My breaking point didn’t come in some dramatic, movie-worthy moment. It wasn’t a big betrayal or an explosive argument. It was a quiet realization—standing in front of a mirror, staring at a body I had spent years hating—and thinking, What if I’m not the problem?
What if I didn’t need to lose weight to be worthy? What if love wasn’t something I had to prove myself worthy of in the first place?
That thought cracked something open in me. And once I started seeing myself differently, I couldn’t unsee it.
Choosing Myself—for the First Time
Leaving wasn’t easy. When you’ve spent so much time believing you don’t deserve better, it’s scary to walk away from what’s familiar. But I did. And for the first time in my life, I started working on loving me—not a future, smaller, “better” version of me. Just me.

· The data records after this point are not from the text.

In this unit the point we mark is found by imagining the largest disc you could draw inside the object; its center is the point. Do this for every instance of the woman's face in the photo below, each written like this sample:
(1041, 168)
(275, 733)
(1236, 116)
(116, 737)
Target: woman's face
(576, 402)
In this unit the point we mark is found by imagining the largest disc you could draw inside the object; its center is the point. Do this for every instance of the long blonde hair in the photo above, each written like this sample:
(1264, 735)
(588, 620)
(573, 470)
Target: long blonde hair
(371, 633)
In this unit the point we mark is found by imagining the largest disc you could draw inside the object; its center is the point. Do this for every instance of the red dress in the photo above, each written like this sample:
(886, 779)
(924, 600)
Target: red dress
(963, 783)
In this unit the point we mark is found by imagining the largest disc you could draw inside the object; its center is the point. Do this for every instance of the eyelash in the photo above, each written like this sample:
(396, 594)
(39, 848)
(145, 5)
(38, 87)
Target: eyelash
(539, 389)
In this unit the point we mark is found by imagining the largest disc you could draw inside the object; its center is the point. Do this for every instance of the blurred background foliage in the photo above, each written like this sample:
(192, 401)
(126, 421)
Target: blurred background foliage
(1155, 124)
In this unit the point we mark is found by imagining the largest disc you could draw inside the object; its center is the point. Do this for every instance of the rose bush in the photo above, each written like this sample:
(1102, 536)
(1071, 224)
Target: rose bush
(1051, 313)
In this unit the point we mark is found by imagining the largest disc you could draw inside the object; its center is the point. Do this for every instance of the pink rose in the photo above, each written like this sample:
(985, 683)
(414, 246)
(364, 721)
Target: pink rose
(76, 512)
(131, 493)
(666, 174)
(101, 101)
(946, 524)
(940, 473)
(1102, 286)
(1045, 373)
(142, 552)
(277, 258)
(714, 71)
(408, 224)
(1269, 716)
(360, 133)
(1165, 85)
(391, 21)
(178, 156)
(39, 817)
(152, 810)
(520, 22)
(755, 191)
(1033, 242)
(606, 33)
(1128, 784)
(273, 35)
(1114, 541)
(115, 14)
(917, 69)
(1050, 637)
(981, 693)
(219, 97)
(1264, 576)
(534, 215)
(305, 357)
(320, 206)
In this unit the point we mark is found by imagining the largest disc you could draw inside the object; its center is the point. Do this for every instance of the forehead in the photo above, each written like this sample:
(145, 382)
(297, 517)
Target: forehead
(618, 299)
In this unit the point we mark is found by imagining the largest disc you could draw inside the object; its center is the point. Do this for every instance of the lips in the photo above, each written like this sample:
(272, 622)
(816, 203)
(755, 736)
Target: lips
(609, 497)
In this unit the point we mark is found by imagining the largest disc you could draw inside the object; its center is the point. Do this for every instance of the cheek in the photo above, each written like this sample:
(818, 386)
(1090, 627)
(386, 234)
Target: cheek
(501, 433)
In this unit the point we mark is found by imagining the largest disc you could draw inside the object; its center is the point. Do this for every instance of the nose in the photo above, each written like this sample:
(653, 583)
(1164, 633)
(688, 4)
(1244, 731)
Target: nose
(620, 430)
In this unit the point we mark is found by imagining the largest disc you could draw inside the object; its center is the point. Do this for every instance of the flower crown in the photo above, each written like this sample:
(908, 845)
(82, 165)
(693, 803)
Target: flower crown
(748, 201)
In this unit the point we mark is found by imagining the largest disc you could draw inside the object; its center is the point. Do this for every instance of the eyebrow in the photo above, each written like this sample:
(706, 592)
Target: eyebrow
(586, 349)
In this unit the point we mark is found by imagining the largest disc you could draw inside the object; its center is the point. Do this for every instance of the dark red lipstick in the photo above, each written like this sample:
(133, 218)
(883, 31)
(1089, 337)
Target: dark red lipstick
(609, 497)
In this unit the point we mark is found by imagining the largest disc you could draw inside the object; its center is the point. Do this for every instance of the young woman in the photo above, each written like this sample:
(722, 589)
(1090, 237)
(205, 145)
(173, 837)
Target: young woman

And let me tell you—when you finally embrace yourself as you are, it changes everything. You stop settling. You stop making excuses for people who treat you like an afterthought. You start realizing that love—real love—doesn’t require you to shrink yourself.
And the wildest part? Once I stopped treating myself like a backup plan, I attracted the kind of love I never thought was possible. The kind that saw me—fully, completely—and loved me without conditions.
What I Want You to Know
If you’re in a place right now where you don’t feel good enough, where you’re holding onto a relationship that’s breaking you because you’re afraid no one else will want you, please listen to me.
You are not a backup option. You are not an “only if.” You are not someone’s last resort.
The right person will not ask you to become less in order to be loved more.
And that right person? It starts with you.
So if you’re waiting for permission to let go of a love that’s hurting you, consider this it. If you’re waiting to love yourself until you reach some imaginary finish line, stop waiting. Because you are enough right now. As you are. Period.
And if you need a reminder, I’ll be here. Writing stories that prove love doesn’t just belong to the people who have it all figured out—it belongs to the ones who are still learning to believe they deserve it.